Picasso and the other new artists from the ‘School of Paris’ began to collect tribal sculptures and artifacts that were beginning to appear in great numbers in Paris as a result of French colonisation in Africa.
Picasso then incorporated the ceremonial masks of the Dogon tribe into his well known work like Les Demoiselles d’Avignon, commenced in 1907 and completed in 1909.
African influence on his works can also be seen in the Gabon masks that he acquired and also seen in his white sculpture, ‘Head of a Woman’ done from 1929 to 1930.
In Part One of this column on stolen African art, we begin by examining the stolen art of Great Zimbabwe.
How did the destruction of our creative wealth disappear at Great Zimbabwe?
How did the Europeans find out about Great Zimbabwe in the first place?
Karl Mauch, a German geologist arrived at Great Zimbabwe monuments on Sunday 3 September 1871.
In his diaries, he noted that a Karanga tribesman took him there to show him ‘Dzimbahwe’, the scared city of stone where the local people claimed to hear drums played at night.
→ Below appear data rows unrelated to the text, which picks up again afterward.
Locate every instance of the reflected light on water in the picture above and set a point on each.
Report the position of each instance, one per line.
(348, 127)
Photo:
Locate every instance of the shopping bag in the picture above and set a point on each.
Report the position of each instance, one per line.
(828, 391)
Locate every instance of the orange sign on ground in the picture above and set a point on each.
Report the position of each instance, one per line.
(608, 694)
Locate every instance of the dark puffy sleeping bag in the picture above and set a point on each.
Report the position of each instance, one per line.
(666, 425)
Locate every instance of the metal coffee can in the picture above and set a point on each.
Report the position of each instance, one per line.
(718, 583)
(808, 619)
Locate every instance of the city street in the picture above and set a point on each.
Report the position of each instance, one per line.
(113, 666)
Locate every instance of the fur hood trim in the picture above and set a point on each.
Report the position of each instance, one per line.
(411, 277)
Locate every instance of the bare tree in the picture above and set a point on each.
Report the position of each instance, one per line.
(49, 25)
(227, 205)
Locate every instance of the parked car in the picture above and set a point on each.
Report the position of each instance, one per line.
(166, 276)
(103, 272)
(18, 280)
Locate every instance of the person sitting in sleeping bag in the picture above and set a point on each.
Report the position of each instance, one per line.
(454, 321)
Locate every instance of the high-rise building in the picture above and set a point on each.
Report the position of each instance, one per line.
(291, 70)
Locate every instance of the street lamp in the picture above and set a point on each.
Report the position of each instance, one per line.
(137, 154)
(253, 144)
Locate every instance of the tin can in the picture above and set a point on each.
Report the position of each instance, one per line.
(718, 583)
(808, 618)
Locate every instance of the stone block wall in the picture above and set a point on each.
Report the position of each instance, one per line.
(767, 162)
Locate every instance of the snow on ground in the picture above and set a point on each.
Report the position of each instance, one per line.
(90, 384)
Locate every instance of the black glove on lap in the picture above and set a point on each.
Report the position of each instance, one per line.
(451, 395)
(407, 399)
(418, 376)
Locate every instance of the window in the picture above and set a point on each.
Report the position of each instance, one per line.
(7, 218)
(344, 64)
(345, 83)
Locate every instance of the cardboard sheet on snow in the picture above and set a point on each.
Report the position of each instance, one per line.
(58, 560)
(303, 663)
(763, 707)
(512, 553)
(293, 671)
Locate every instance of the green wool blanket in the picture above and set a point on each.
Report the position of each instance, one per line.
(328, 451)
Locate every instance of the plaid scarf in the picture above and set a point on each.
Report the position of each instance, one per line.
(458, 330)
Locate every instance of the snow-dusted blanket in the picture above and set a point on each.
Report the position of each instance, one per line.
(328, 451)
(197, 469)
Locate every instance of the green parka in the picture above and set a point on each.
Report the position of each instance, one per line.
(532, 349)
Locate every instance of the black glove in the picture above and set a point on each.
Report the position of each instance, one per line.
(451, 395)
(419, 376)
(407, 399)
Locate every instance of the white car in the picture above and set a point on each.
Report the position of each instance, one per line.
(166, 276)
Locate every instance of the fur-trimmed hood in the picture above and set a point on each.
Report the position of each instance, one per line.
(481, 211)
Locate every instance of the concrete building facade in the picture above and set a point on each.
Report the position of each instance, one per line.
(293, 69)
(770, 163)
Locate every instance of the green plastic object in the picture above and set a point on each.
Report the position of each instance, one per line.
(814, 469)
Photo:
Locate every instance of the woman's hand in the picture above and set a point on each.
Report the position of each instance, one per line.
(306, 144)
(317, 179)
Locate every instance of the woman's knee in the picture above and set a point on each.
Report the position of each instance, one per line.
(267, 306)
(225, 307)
Mauch described the walls as beautifully curved undulating and bearing no mortar. He looked at the soapstone and iron relics and said only “a civilised white nation must once have lived there.”
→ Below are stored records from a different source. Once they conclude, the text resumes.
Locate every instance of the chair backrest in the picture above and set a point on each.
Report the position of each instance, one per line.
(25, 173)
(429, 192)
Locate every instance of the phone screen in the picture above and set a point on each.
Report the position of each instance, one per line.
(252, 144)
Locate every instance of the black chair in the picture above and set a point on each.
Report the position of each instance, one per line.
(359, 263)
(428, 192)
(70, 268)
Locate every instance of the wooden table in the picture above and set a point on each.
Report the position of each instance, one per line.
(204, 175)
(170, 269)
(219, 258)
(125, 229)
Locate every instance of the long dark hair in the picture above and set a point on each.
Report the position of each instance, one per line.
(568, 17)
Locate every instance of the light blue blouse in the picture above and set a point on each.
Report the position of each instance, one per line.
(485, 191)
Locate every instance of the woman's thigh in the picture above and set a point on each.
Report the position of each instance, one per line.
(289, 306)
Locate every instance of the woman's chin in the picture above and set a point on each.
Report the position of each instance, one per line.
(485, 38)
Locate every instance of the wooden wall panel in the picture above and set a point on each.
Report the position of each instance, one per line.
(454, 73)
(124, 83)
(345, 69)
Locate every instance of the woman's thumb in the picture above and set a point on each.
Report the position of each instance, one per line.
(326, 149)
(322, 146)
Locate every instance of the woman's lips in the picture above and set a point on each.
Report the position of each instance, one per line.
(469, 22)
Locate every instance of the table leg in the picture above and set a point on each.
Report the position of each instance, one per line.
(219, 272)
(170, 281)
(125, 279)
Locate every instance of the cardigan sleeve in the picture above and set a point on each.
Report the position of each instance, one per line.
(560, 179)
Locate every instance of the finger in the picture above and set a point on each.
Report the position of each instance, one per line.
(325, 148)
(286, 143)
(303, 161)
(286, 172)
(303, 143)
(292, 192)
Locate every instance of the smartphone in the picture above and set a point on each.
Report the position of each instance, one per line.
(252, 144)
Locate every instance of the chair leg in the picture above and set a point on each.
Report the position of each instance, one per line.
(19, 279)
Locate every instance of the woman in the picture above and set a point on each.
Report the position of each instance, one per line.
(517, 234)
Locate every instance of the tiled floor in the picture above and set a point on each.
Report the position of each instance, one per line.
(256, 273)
Then he cut a piece of wood from a tree with red juices, (probably a Mubvamaropa tree) and concluded that this tree was unique and it could only have come from Lebanon with the Phoenicians.
After Karl Mauch’s findings, Cecil John Rhodes, the great colonialist, made a visit in 1890 and told the chiefs that he had come to look for the “the ancient temple which once upon a time belonged to whitemen.”
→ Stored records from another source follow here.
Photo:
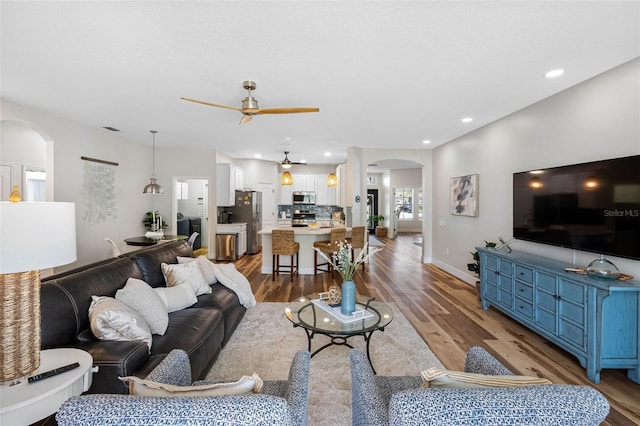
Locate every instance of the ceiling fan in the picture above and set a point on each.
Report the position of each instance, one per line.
(286, 163)
(250, 105)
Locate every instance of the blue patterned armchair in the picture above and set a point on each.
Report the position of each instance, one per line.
(281, 402)
(385, 400)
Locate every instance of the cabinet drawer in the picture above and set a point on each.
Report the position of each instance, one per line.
(524, 291)
(546, 281)
(506, 268)
(572, 291)
(524, 307)
(524, 274)
(491, 291)
(572, 333)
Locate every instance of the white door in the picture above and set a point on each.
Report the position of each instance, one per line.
(268, 204)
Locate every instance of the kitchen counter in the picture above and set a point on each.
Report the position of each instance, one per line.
(303, 235)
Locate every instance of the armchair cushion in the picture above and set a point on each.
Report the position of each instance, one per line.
(280, 403)
(141, 387)
(436, 378)
(380, 400)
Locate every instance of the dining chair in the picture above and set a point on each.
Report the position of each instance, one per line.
(357, 240)
(192, 239)
(328, 247)
(282, 243)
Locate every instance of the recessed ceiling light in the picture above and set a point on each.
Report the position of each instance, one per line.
(554, 73)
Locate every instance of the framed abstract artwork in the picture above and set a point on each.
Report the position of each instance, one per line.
(464, 195)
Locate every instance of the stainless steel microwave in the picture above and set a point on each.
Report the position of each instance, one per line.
(304, 197)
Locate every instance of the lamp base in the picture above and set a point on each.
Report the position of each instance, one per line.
(19, 325)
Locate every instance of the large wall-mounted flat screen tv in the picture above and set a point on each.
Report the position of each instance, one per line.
(591, 206)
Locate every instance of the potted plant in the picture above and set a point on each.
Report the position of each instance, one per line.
(374, 220)
(475, 266)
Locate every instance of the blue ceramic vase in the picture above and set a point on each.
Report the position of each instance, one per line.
(348, 303)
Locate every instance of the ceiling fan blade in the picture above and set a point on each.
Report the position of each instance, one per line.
(286, 110)
(211, 104)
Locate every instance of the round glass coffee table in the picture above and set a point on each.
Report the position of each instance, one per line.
(315, 316)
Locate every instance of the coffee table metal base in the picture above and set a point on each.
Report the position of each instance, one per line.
(338, 340)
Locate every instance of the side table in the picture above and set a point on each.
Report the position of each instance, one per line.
(25, 403)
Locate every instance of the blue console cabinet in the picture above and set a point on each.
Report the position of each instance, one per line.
(598, 321)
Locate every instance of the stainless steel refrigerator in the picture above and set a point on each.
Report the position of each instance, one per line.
(248, 208)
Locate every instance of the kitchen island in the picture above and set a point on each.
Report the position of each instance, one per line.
(303, 235)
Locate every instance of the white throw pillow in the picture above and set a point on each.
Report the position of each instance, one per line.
(176, 298)
(140, 387)
(139, 296)
(206, 267)
(436, 378)
(113, 320)
(185, 274)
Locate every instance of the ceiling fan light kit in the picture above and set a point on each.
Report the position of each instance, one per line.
(153, 187)
(250, 105)
(286, 179)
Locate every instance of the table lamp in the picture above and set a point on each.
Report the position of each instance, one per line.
(33, 236)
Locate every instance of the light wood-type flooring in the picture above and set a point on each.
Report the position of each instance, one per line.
(446, 312)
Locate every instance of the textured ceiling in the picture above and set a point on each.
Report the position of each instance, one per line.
(385, 74)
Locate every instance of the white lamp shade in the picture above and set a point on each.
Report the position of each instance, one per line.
(36, 236)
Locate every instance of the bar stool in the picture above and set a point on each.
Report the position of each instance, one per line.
(328, 247)
(357, 240)
(282, 243)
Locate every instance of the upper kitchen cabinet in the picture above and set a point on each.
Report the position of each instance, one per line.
(304, 183)
(230, 179)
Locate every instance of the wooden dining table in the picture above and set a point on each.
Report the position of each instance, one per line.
(143, 241)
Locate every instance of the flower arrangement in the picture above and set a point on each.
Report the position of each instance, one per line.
(341, 258)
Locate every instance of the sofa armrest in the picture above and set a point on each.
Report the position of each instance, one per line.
(482, 362)
(529, 405)
(122, 410)
(368, 405)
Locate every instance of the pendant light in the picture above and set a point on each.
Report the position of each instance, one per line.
(332, 179)
(153, 187)
(286, 179)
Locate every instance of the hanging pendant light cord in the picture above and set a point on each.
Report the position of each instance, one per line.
(153, 173)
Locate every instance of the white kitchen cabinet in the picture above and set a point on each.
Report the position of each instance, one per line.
(229, 179)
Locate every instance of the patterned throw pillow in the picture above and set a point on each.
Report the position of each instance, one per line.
(140, 387)
(139, 296)
(206, 267)
(185, 274)
(176, 298)
(113, 320)
(436, 378)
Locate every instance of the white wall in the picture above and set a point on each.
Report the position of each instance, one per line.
(598, 119)
(72, 140)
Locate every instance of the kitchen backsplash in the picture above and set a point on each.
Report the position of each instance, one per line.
(322, 212)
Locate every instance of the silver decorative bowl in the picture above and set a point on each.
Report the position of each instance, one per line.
(603, 269)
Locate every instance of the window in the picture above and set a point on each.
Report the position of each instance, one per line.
(407, 204)
(404, 203)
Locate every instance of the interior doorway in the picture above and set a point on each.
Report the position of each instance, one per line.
(372, 208)
(191, 198)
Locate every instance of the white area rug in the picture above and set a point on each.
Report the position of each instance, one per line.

Rhodes then established the Ancient Ruins Company and financed James Theodore Bent from the British Association of Science.
In 1892, Bent published The Ruined Cities of Mashonaland in which he said items found within the Great Zimbabwe complex proved that the civilisation was not built by local Africans.
A few years later Richard Hall was hired to investigate the Great Zimbabwe site.
Hall asserted in his work, The Ancient Ruins of Rhodesia that the civilisation was built by ‘more civilised races’ than the Africans.
Hall deliberately dug two metres deep and destroyed archeological evidence which pointed to the Shona people as builders of Great Zimbabwe.
Hall said he wanted to, “remove the filth and decadence of Kaffir occupation.”
In 1905, British archeologist David Randall-MacIver arrived at Great Zimbabwe and studied the mud dwellings within the stone enclosures.
Randall-MacIver was the first European researcher to say that the dwellings were “unquestionably African in every detail.”
As a result of this bold assertion, Randall – MacIver and other archeologists were banned from the Zimbabwe site by the colonial government.
Meanwhile, the looting continued from whoever arrived to explore and dig for gold and suspected treasures.
And 25 years later, British archeologists led by Gertrude Caton -Thompson came and spent two years at Great Zimbabwe.
Although a lot had been destroyed and stolen, Caton – Thompson found Persian bowls, Chinese celadon dishes, and Asian glassware.
These 12th to 15th century goods were evidence that there was a Shona and Indian Ocean trade link.
Gertrude Caton-Thompson also examined the pottery style, wall decoration and the Karanga linguistic data and concluded that the ruins were of Shona origin.
Great Zimbabwe remains the largest single prehistoric structure in Sub-Saharan Africa related to similar structures at Mapungubwe across the Limpopo on the South African side.
It was one of 300 known stone enclosure sites on the Zimbabwe Plateau and it the largest ancient stone construction south of the Sahara.
There was a lot of wealth and knowledge in the work of art and architecture at Great Zimbabwe that was destroyed during the early days of colonialism.
Today, the Zimbabwe artifacts are kept in museums, public offices and private collections all over the Western world.
It was tragic that much of our history as recorded by the creative work of the artifacts was lost and it will not be reconstituted.